Expression levels of TLR4, IL-1β, IL-6, and IL-17 genes in aortic tissues from BAV and TAV patients

To validate the significant reduction of plasma levels of inflammatory cytokines and the soluble form of TLR4 in all BAV subjects, we also evaluated the expression levels of TLR4 and IL-1β, IL-6, IL-17 genes in aorta tissues harvested from patients with BAV and TAV affected by AAA undergoing surgery. Specifically, they were detected in normal (control samples) and aneurysm aortic portions harvested from patients undergoing elective surgical repair. As represented in Fig. 1, the comparison of the levels of TLR4 gene expression, among the four groups, revealed significant differences (p < 0.0001, by ANOVA test, Bonferroni corrected, or t test, Welch corrected).

Figure 1

Expression levels of gene encoding TLR4 (relative to GAPDH). The figure reports the gene expression levels of TLR4 in normal or aneurysmatic tissue samples from 51 BAV and 25 TAV cases with AAA. The comparison of data showed significant differences among the four groups with p < 0.0001, by ANOVA test, Bonferroni corrected. Significant also were the levels of TLR4 gene expression by comparing data in normal aorta tissues from BAV and TAV cases (p = 0.0001, by t test, Welch corrected), and between two levels in aneurymatic tissue samples from TAV and BAV groups with AAA (p = 0.0001, by t test, Welch corrected). However, the lowest levels were observed in normal aorta tissues from BAV with AAA, that confirmed their systemic levels of s-TLR4. The statistical significance was detected by using t test and ANOVA test, when appropriate.

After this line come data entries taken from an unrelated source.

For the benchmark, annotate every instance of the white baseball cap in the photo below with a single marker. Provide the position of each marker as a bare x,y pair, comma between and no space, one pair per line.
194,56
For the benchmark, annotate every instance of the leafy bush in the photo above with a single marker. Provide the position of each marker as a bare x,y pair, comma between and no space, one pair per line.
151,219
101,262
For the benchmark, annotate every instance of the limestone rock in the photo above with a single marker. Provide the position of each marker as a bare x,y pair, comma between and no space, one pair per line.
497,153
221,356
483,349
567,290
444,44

Of note, we observed that the levels of TLR4 gene expression were significantly lower in both, normal and aneurysmatic aorta samples from BAV cases with or without AAA in comparison to TAV cases with or without AAA (see Fig. 1). They increased in BAV aneurysmatic aorta samples, but they showed, significant reduced values, when compared to gene expression levels of TLR4 in aneurysmatic aorta tissue samples from TAV cases with AAA (see Fig. 1). Likewise, we detected similar data by comparing the expression levels of IL-1β, IL-6, IL-17 genes in normal aorta and aortic aneurysmatic samples from BAV and TAV patients (see Fig. 2). Increased gene expression was observed in aneurysmatic samples from both BAV and TAV patients, with higher levels observed in TAV cases (p = 0.0001, by t test, Welch corrected). Of note, a lowest expression of these four (TLR4, IL-1β, IL-6, IL-17) genes was detected in in normal aortic tissue samples from BAV cases (see Figs. 1, 2).

Figure 2

Expression levels of genes encoding inflammatory cytokines. The figure reports the gene expression levels of IL-1β, IL-6 and IL-7 in normal or aneurysmatic tissue samples from 51 BAV and 25 TAV cases with AAA. The comparison of data of each cytokine gene detected significant differences among the four groups with p < 0.0001, by ANOVA test, Bonferroni corrected, and between normal and aneurysmatic aorta tissues from BAV and TAV cases (p = 0.0001, by t test, Welch corrected), with the lowest peaks in all the aorta tissues from BAV cases. The statistical significance was detected by using t test and ANOVA test, when appropriate.

Discussion

Chronic inflammation is recognized to be involved in degenerative pathological conditions of both aorta and aortic valve[1,8,9,17-19]. The early degeneration of aortic valve, accompanied by several serious complications (i.e. AAA, the most common), usually occurs in case of bicuspid valve condition[10-12]. BAV, initially considered the result of a simple embryonic defect during the valvulogenesis, is today recognized to have a complex pathophysiology[11,12,23] and progression mediated by diverse evolutionary conserved pathways, such as Notch-1, as recently demonstrated by our group[10,11,15]. Established evidence is also demonstrating the key role of inflammatory pathways, such as TLR4 signaling pathway, in the aortic valve pathologies, such as calcific aortic valve disease[11,15]. In aortic valve, TLR4 signaling pathway is expressed in both human aortic valve endothelial and interstitial cells[24-27], and mediates its biological effects fundamentally via modulation of Notch-1 pathway[28]. Recently, we demonstrated and emphasized this concept and the crucial role of TLR-4 signaling pathway in the onset and progression of AAA[1,8,15,16].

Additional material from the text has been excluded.